Corn is 4 to 5 cents higher, soybeans are 34 to 36 cents higher and wheat is 2 to 4 cents lower.
The U.S. stock market is weaker with the Dow down 50 points. The U.S. Dollar Index is 0.08 higher. Interest rate products are mixed. Energies are weaker with crude down $0.30. Livestock trade is mixed. Precious metals are weaker with gold down $5.50.
Corn trade is 4 to 5 cents higher at midday Tuesday with trade building on the strong finish to Monday’s trade and mixed spread action with spillover support from soybeans as the December contract scores new highs again. Ethanol production should start to recover as the country thaws further this week, with demand likely to rebound after a sharp contraction last week, while margins are supported by the energy complex. Trade will continue to look for further export-sale confirmations with the daily wire remaining quiet.
Basis should remain sideways short term. Double crop planting in Brazil is well underway as well. On the March contract, support is the 20-day at $5.46 with the upper Bollinger Band at $5.62 as resistance.
Soybeans is 33 to 35 cents higher at midday, with trade pushing 40 cents higher at times, and strong spread action and November soybeans scoring new highs. Meal is $6.50 to $7.50 higher and oil is 1.15 cents to 1.25 cents higher.
Basis will likely remain flat at strong levels with slower movement as the export program winds down and a bigger focus is on crush margins, with improved weather for moving remaining soybeans. Brazil should catch rains short term for most with early harvest underway and behind the usual pace. Argentina action trending warmer and drier over the next week. November soybeans scored new highs along with December corn as they try to make a late acre push. The March chart has resistance at the fresh high at $14.25, with support the 20-day at $13.74.

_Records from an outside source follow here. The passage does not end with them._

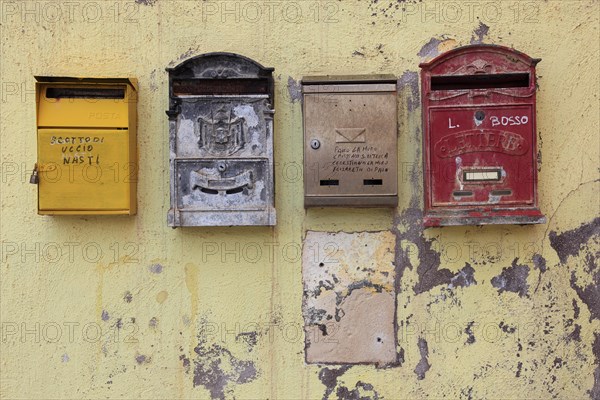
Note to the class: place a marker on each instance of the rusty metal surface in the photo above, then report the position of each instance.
(350, 136)
(480, 137)
(221, 139)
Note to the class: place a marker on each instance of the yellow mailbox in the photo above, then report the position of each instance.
(87, 147)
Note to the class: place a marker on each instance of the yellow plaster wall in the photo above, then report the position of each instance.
(125, 307)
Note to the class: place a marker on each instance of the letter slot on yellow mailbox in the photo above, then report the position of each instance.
(87, 156)
(350, 141)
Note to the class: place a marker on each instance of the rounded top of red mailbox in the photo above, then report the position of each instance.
(480, 59)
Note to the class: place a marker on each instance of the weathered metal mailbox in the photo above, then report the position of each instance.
(479, 129)
(87, 147)
(350, 141)
(221, 142)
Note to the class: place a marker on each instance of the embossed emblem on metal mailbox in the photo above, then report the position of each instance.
(221, 142)
(350, 141)
(479, 134)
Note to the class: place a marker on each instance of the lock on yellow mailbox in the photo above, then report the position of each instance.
(87, 146)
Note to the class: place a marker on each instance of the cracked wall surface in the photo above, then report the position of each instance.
(126, 307)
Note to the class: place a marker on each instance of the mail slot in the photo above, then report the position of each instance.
(86, 146)
(221, 141)
(350, 141)
(479, 137)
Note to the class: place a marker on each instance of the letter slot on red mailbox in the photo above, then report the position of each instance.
(479, 137)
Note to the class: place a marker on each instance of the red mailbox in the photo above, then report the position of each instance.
(480, 137)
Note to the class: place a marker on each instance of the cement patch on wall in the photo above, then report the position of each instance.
(349, 297)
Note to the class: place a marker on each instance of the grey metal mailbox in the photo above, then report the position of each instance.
(221, 142)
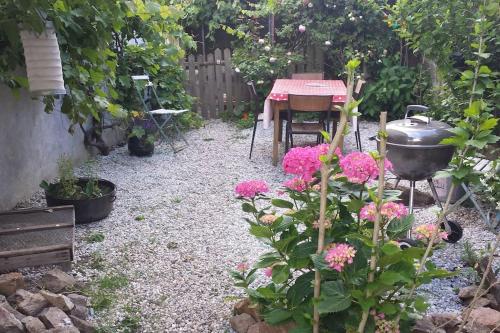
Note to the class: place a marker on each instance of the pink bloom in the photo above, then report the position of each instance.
(296, 184)
(360, 167)
(242, 267)
(389, 210)
(338, 255)
(425, 231)
(304, 161)
(251, 188)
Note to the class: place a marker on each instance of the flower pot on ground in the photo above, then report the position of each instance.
(91, 197)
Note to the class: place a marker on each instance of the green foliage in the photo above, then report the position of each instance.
(289, 227)
(95, 237)
(392, 91)
(71, 187)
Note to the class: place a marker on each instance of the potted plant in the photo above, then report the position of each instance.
(91, 196)
(141, 138)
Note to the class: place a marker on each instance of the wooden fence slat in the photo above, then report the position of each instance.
(219, 64)
(210, 89)
(202, 84)
(228, 80)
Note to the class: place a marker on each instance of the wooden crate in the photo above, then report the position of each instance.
(32, 237)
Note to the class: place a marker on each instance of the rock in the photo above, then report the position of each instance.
(244, 306)
(10, 282)
(67, 329)
(78, 299)
(57, 281)
(80, 311)
(483, 320)
(425, 325)
(83, 325)
(467, 292)
(59, 301)
(9, 323)
(54, 317)
(479, 303)
(263, 327)
(28, 303)
(33, 325)
(241, 323)
(447, 321)
(8, 307)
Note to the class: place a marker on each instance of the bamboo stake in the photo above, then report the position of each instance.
(378, 219)
(325, 171)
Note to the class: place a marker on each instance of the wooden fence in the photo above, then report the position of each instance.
(218, 88)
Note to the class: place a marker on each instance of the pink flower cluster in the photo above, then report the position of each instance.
(304, 161)
(251, 188)
(389, 210)
(338, 255)
(425, 231)
(360, 167)
(296, 184)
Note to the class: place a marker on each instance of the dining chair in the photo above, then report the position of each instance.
(307, 103)
(308, 76)
(355, 120)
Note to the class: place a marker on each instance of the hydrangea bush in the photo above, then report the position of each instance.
(289, 227)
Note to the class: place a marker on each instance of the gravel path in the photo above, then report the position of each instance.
(177, 229)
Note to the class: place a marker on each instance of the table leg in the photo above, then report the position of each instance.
(276, 119)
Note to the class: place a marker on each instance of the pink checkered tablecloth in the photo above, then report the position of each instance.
(283, 87)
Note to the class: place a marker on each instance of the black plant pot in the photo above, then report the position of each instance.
(138, 147)
(88, 210)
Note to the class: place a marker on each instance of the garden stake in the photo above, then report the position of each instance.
(325, 171)
(376, 227)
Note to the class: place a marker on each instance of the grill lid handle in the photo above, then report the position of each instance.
(420, 109)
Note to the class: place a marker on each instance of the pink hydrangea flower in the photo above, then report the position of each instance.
(361, 167)
(251, 188)
(389, 210)
(242, 267)
(296, 184)
(425, 231)
(338, 255)
(304, 161)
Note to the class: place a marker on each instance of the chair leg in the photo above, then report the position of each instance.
(280, 133)
(253, 136)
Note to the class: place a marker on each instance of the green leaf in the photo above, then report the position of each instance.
(248, 208)
(260, 231)
(334, 297)
(301, 289)
(277, 316)
(390, 248)
(280, 273)
(389, 278)
(282, 203)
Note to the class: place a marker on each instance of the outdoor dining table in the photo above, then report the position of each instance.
(277, 100)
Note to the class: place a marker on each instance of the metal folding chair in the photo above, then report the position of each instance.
(163, 118)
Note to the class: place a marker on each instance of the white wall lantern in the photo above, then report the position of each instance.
(43, 62)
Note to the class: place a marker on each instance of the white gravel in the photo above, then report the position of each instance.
(177, 258)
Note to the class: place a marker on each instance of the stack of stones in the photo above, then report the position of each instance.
(52, 307)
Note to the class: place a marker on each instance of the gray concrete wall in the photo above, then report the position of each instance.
(31, 141)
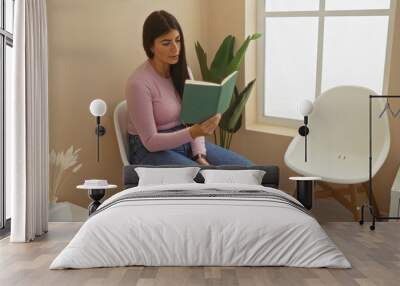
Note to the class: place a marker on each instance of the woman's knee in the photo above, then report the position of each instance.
(218, 155)
(167, 158)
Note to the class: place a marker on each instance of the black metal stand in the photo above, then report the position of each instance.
(96, 195)
(369, 204)
(304, 193)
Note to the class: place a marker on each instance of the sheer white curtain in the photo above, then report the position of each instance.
(27, 136)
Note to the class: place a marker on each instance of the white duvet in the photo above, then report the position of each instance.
(200, 231)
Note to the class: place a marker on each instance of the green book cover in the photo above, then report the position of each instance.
(202, 99)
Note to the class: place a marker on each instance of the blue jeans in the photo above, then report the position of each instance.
(181, 155)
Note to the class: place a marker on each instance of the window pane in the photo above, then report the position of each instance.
(8, 88)
(10, 15)
(354, 51)
(1, 15)
(290, 64)
(291, 5)
(356, 4)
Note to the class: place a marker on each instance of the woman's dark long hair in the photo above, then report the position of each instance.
(159, 23)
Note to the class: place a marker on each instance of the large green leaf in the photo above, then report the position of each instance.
(234, 65)
(230, 118)
(223, 57)
(202, 58)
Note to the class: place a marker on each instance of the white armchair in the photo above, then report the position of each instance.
(338, 142)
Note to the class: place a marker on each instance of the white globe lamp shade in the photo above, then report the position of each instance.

Wheat trade is 2 to 4 cents lower at midday with trade fading off the strong finish on Monday. The dollar is rebounding slightly while the U.S. thaws and Russia freezes. The dollar looks to be settling into a 90-91 range on the index and trade remains in the lower end of the range despite the rebound Tuesday morning. The Plains should see snow cover lift this week with sustained warmer weather likely to start growth, if it shows up across Kansas. KC is at 21-cent discount to Chicago; Minneapolis is at a 26-cent discount with steady action so far. KC March chart support is the 20-day at $6.29 and resistance is the upper Bollinger Band at $6.48.